Flight attendant, more Egypt tour group members test positive for coronavirus

Health officials announced today that six more people have tested positive for COVID-19, bringing the total number of cases in Hong Kong to 127.

Speaking to reporters at a daily afternoon press conference on Wednesday, Chuang Shuk-kwan, head of the communicable disease branch of the Centre for Health Protection, said that the six newly confirmed cases include a Cathay Pacific flight attendant and five members of a tour group to Egypt.

The 22-year-old Cathay employee, referred to as case 122, was working on flight CX320 from Madrid to Hong Kong on March 7, and had also visited Amsterdam during the incubation period. The CHP confirmed that the same flight had carried a 19-year-old woman from Dongguan, Guangdong province.

After landing in Hong Kong, that woman then took a taxi from Hong Kong to Shenzhen Bay where she entered the mainland and subsequently tested positive for COVID-19.




The other five cases — cases 123 to 127 — were part of a tour group to Egypt that has been at the center of a cluster of infections. Chuang confirmed that the tour group had a total of nine people, including the 23-year-old tour guide, who has also tested positive. So far seven of the travelers in the group have contracted the illness.

Case 123 is a 57-year-old male Food and Environmental Hygiene Department worker. He started feeling unwell on Sunday, but still went to work at the Cheung Chau Municipal Building, and attended a meal with his colleagues.

The wife of another FEHD worker who tested positive, and who was also part of the tour group, became a confirmed case as well today, and an elderly couple who live in Laguna City in Lam Tin, both 63, have also tested positive.

Aside from the six new cases, Chuang confirmed that three more people have preliminarily tested positive, and may become confirmed cases later today. They include a 57-year-old woman — who is currently the last person in the Egypt tour group not confirmed to have contracted COVID-19 — a person who flew from London to Hong Kong on Feb. 29 with another person who contracted the virus, and the daughter of a previous case.

Chuang confirmed that the daughter, case 128, tested positive well after the supposed 14-day incubation period, and is the daughter of case 58, an elderly man who lives in Tseung Kwan O.

She was sent to a quarantine center after her father was confirmed to have contracted the coronavirus, and was let go after the mandated 14-day period. However, she developed diarrhea on Sunday and a runny nose on Monday, and was sent to Caritas Medical Centre. A respiratory sample tested positive today.

Asked how it was possible for case 128 to contract the virus after the widely accepted 14-day incubation period, Chuang said: “I think there are several possibilities we can think of, the first one is both case 58 and his daughter contracted the disease from separate sources in the community, and the other possibility is she got the infection from her father. But because the number of cases in Hong Kong is not too high, so I think the chance is more likely that she caught the infection from her father rather than in the community.”

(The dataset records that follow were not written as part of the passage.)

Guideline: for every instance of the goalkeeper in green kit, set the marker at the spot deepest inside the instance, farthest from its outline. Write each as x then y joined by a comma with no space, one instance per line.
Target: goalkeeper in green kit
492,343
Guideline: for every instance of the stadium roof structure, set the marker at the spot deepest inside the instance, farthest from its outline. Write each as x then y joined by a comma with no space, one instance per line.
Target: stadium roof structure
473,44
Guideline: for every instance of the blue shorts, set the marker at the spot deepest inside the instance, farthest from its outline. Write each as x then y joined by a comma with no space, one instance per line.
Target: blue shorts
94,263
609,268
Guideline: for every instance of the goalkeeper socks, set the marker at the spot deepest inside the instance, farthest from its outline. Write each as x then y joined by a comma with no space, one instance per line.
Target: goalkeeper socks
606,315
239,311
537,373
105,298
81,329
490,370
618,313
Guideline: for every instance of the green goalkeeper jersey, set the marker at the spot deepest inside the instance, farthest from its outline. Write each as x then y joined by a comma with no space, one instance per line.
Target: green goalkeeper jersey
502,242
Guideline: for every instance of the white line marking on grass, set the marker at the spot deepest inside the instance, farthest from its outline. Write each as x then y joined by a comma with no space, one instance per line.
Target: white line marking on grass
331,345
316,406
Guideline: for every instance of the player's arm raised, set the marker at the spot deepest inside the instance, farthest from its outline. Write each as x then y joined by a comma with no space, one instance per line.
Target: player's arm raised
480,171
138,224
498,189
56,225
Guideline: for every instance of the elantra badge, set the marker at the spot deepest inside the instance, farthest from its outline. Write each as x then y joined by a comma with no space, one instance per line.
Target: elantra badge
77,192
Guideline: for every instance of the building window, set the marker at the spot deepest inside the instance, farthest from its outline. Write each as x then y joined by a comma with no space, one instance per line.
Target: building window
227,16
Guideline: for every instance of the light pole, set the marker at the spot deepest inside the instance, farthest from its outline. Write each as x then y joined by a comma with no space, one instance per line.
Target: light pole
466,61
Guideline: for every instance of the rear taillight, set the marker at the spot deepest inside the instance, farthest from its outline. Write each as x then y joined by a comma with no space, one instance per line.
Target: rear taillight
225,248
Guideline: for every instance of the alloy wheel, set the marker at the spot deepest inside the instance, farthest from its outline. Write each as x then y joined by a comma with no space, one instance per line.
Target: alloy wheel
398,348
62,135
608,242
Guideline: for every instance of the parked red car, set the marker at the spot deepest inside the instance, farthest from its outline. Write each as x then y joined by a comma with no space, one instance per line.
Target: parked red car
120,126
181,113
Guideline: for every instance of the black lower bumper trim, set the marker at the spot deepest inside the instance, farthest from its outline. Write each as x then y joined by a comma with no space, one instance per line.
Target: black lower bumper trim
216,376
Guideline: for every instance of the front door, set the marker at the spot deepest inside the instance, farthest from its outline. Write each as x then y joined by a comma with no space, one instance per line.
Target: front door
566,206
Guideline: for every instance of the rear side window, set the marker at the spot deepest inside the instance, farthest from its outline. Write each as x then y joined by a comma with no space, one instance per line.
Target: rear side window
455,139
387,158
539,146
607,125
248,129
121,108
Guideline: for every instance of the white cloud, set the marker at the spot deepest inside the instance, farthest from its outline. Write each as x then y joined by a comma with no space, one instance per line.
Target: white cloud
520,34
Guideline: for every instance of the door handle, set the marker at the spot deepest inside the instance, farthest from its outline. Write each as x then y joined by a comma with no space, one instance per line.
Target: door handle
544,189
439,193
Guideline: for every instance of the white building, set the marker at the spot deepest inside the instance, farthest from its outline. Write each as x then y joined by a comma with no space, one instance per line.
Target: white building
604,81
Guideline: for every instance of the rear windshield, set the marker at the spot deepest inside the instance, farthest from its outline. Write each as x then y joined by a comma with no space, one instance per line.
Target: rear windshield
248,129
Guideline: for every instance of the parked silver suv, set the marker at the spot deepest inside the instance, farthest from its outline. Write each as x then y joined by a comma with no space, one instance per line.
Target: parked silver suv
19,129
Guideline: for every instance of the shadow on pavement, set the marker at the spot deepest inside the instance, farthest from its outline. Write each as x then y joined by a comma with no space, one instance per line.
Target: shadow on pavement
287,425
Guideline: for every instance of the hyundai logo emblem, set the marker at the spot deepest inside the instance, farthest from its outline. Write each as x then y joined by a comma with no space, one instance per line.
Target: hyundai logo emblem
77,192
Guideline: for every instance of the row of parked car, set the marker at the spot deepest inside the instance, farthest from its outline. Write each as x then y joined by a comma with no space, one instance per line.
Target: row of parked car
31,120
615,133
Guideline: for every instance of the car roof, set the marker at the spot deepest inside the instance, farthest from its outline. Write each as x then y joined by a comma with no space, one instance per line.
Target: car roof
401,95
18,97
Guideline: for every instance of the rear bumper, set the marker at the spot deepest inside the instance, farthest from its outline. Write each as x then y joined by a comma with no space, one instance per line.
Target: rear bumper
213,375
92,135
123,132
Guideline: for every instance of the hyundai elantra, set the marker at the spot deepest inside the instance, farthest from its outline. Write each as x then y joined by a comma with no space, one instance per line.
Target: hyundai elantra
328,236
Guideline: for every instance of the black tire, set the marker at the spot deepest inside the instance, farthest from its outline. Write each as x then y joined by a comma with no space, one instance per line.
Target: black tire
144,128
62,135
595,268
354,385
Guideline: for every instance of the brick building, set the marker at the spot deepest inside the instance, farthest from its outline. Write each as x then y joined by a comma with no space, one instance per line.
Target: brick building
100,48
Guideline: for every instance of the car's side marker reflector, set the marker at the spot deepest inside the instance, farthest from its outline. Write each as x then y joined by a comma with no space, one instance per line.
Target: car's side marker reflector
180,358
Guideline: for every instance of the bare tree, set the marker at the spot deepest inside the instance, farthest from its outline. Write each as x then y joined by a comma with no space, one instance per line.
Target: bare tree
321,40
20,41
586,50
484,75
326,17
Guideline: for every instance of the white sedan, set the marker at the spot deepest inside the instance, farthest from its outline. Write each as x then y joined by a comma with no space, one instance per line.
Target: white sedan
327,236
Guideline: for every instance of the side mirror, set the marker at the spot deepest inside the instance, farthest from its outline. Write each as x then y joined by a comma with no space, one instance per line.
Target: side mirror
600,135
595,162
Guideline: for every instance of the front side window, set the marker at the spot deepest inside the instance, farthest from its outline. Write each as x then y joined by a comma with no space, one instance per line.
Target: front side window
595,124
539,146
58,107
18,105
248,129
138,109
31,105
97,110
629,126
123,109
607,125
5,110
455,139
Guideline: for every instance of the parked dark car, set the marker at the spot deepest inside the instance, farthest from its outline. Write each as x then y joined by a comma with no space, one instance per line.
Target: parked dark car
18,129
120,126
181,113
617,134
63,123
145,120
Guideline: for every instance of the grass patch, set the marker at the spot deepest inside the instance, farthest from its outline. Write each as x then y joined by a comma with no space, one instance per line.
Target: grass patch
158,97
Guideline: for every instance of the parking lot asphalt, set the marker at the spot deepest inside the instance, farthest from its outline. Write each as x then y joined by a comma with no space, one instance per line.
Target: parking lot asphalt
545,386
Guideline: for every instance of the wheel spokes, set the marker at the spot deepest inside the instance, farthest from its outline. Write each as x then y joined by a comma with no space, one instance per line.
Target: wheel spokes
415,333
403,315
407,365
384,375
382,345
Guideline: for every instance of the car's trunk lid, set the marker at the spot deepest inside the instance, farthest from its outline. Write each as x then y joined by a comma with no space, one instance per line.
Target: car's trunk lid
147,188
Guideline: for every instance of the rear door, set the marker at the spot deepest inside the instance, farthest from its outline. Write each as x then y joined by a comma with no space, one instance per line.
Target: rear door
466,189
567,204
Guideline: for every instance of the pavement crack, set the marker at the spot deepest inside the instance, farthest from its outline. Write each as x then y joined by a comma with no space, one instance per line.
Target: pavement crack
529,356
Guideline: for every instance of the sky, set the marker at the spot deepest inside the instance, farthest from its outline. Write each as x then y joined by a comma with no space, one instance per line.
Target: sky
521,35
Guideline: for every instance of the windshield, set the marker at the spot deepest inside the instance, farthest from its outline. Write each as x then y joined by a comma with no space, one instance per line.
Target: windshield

Chuang added that it’s not unheard-of for some cases to have a slightly longer incubation period, and that on balance, a quarantine period of 14 days, plus 14 days of medical surveillance was sufficient.

“Before we got in here, I saw a TV news [report] that there was a published study that among 100 cases, one of the cases had an incubation period of more than 14 days. So 99 percent of the cases had an incubation within the 14 days.”

She also noted that 128 stayed in a single room at the quarantine center, meaning the likelihood of her having contracted the coronavirus from someone else in quarantine was low.